The Prime Minister’s Economic Advisory Council on Monday projected that the economy would grow by 9 per cent in 2007-08 but argued that a temporary restriction on foreign debt might be required in the wake of a strong rupee.
The council’s chairman, C Rangarajan, said the economy would grow by 9 per cent during 2007-08 assuming a reasonably benign monsoon and conducive external conditions.
Growth in the farm sector and infrastructure, mainly power, would be critical components in the process, the council said in its Economic Outlook 2007-08.
The council has projected slightly lower sectoral growth rates than last year. The farm sector is estimated to grow by 2.5 per cent (down from 2.7 per cent last year), industry by 10.6 per cent (10.9 per cent) and services by 10.4 per cent (11 per cent).
“Global economic conditions do not seem to contain significant adverse potential during the current fiscal year. The primary downside risk to our expectations of economic performance in 2007-08 derives from uncertainties on account of the southwest monsoon, both in regard to its quantum and its spatial and temporal distribution,” he said.
The panel also projected inflation to remain within 4 per cent. "After factoring in future correction in petroleum product prices, it should be possible to maintain the headline rate close to 4 per cent," it said.
The council said there was a need to bridge the imbalance between the current account deficit and capital inflows. It suggested a mix of three strategies to address the problem of capital inflows and rupee appreciation: letting the rupee appreciate; absorbing capital flows into reserves and sterilizing the excess over what may be regarded as appropriate; and discouraging inflows by putting some restrictions and liberalising capital outflows.
“On the debt side there are some areas that can do with some scrutiny. Notably, the best non-discretionary way of ensuring that such loans are not used to acquire rupee assets is to limit the conversion of external commercial borrowing (ECB) proceeds into rupees. However, such a restriction should be temporary,” Rangarajan said.
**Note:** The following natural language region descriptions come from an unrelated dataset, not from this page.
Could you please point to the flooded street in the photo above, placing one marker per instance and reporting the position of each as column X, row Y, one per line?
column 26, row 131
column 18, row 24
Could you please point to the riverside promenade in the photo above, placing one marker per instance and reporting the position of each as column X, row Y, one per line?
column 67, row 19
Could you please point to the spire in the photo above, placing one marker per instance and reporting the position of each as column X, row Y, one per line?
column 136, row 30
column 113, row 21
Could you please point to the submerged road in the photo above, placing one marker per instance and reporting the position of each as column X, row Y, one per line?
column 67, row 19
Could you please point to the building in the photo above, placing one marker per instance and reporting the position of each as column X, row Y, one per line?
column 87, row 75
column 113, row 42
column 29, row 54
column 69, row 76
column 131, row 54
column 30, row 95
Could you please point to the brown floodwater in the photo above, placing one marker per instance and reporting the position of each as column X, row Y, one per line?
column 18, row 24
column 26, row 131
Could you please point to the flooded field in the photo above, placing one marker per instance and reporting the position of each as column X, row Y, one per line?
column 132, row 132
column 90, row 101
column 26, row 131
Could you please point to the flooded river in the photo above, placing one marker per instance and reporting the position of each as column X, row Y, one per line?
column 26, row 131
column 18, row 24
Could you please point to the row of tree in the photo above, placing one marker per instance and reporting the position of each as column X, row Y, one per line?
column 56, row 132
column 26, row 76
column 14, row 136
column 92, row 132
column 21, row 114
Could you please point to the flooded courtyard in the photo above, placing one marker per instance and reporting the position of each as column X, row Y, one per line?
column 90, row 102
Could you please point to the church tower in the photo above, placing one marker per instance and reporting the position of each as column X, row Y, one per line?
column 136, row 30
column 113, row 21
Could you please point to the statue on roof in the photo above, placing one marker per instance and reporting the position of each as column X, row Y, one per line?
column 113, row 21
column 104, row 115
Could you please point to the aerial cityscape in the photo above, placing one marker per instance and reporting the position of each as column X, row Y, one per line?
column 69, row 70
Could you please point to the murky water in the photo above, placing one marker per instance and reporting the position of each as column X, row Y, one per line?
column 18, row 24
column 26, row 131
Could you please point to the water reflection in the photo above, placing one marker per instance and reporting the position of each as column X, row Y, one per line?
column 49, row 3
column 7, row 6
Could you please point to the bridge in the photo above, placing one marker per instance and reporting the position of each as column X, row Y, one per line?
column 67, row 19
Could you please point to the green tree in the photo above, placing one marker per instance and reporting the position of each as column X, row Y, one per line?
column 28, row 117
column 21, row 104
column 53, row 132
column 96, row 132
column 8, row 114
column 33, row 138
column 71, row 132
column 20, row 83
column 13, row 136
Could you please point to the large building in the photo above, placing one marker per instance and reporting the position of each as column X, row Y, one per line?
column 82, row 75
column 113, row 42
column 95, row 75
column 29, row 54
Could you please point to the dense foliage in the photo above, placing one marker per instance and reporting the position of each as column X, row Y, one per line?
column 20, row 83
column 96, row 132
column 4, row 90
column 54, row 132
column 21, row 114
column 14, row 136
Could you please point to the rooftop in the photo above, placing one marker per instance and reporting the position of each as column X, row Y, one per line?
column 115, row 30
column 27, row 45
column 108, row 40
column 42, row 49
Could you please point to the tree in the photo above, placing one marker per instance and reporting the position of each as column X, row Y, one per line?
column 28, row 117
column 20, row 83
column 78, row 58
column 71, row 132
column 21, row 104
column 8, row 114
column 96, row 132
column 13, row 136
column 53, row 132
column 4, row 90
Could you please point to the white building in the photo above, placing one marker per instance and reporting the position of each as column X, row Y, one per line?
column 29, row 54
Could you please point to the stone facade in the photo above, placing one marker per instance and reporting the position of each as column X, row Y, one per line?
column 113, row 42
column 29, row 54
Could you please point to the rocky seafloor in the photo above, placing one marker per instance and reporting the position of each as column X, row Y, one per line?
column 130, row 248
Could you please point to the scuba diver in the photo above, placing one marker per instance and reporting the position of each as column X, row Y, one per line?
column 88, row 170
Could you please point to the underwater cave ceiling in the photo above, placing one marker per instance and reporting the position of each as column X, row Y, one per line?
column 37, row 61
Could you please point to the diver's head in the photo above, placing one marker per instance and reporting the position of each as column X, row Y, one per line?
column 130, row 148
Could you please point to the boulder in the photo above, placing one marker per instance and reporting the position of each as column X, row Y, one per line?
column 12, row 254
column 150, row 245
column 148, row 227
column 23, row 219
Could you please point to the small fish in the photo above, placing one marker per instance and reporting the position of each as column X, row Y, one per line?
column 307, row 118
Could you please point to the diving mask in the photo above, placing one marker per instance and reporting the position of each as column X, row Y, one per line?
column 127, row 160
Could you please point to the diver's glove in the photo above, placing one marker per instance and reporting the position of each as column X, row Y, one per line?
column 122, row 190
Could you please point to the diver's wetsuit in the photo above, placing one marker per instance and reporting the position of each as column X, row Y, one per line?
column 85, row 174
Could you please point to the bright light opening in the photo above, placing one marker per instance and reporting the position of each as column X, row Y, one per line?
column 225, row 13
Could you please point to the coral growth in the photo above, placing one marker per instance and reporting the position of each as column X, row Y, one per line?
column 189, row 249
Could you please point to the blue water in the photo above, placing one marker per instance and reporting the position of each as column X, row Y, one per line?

Export growth is expected to slow down to 18 per cent in dollar terms as the rupee strengthens against the dollar. The council expected exports to reach $147 billion, less than the government's target of $160 billion. Imports are projected to cross $223 billion. The panel projected foreign direct investment of $15 billion in 2007-08, up from $4 billion last year. Net portfolio inflows are estimated at $12.5 billion.